AI-Generated Research: This report is for informational purposes only.

๐Ÿ“˜ HAEMONETICS CORP (HAE) โ€” Investment Overview

๐Ÿงฉ Business Model Overview

Haemonetics operates in the blood management and transfusion workflow, selling both systems and the consumables and services that support them. The value chain is anchored in blood centers and hospitals, where customers use equipment for collection, processing, and patient-specific transfusion strategies. Once a facility standardizes its blood-processing workflow, it typically continues using compatible instruments, disposables, and replenishment programs, supported by service and training.

A key feature of the business model is the installed base dynamic: equipment purchases create an ongoing demand stream for replacement consumables and service activities, rather than a purely one-off sale of capital equipment.

๐Ÿ’ฐ Revenue Streams & Monetisation Model

Revenue is generally driven by a combination of:

  • Consumables/disposables: recurring usage tied to blood collection and processing volumes (more repeatable and typically higher-margin than hardware).
  • Systems: higher-value, capital equipment and upgrades sold to expand or modernize capacity.
  • Service and support: ongoing maintenance, calibration, parts, and field support that help preserve uptime and compliance.

Margin structure is primarily influenced by the mix shift toward consumables and the durability of the installed base. Service and parts can also provide steadier gross margin when instrument utilization remains stable, while hardware sales can introduce volatility due to budgeting cycles at blood operators and healthcare providers.

๐Ÿง  Competitive Advantages & Market Positioning

Moat: Switching costs + Installed-base workflow integration + Regulatory/quality barriers.

Haemonetics benefits from structural stickiness because blood-processing workflows require validated protocols, trained operators, and tightly managed quality systems. Equipment and related consumables are not plug-and-play across vendors; facilities often standardize platforms to minimize operational risk and preserve clinical and regulatory compliance. This creates practical switching costs in the form of:

  • Validation and operational qualification for new equipment/disposables
  • Training and change management across staff and procedures
  • Uptime and service dependence on established vendor support
  • Inventory and purchasing standardization for disposables

Competitive benchmarking:

  • Terumo BCT: broad presence across blood components and cell-processing workflows, competing on platform performance and customer programs.
  • Grifols: vertically integrated position in plasma and transfusion-related operations, with competitive offerings shaped by its footprint in plasma-derived processes.
  • Baxter (and related blood management competitors): competes through equipment and broader healthcare supply capabilities.
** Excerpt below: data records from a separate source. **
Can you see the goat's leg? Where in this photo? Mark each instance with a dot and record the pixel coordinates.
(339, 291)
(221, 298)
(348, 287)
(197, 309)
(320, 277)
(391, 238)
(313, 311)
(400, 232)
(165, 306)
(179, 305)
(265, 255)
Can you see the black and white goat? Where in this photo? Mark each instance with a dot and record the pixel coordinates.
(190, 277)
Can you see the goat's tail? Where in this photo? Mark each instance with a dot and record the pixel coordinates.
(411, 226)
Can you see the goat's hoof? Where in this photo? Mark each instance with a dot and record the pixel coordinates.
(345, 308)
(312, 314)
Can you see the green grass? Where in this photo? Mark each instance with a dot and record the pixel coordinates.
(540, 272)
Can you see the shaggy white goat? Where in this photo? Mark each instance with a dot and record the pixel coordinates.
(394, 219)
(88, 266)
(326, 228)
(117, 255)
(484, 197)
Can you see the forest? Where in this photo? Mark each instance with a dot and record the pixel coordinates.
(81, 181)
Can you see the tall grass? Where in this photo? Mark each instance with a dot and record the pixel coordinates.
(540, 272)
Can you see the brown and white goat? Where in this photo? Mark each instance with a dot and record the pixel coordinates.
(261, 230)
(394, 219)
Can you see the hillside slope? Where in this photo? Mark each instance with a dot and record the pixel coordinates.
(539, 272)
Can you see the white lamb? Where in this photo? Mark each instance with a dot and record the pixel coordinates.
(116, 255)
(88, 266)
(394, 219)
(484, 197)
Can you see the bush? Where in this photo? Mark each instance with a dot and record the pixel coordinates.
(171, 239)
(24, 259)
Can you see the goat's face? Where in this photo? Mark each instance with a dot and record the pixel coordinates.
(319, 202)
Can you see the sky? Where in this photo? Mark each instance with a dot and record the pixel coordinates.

Haemoneticsโ€™ positioning centers on blood management systems and disposables with deep workflow integration in transfusion and collection environments, whereas several larger peers leverage different degrees of vertical integration or broader healthcare product portfolios. Across competitors, the winning factor is often not just device performance, but the ability to lock in standardized workflows that translate into long-lived consumables and service demand.

๐Ÿš€ Multi-Year Growth Drivers

Growth over a 5โ€“10 year horizon is supported by durable demand for blood and plasma-related therapies and improved utilization of blood management capabilities. Primary drivers include:

  • Secular demand for blood-derived and transfusion-associated care: aging demographics, chronic disease prevalence, and ongoing surgical volumes support steady long-term throughput at blood operators and hospitals.
  • Capacity modernization: upgrades and platform refresh cycles at blood centers and hospital systems support replacement of legacy equipment and expansion of processing capacity.
  • Shift toward more sophisticated collection/processing protocols: customers adopt workflows that improve efficiency, compatibility, and patient-specific outcomes, sustaining demand for compatible consumables.
  • Expansion of plasma and advanced fractionation capabilities: as plasma processing capacity grows, demand for processing equipment and consumables tied to fractionation and related workflows can rise with industry throughput.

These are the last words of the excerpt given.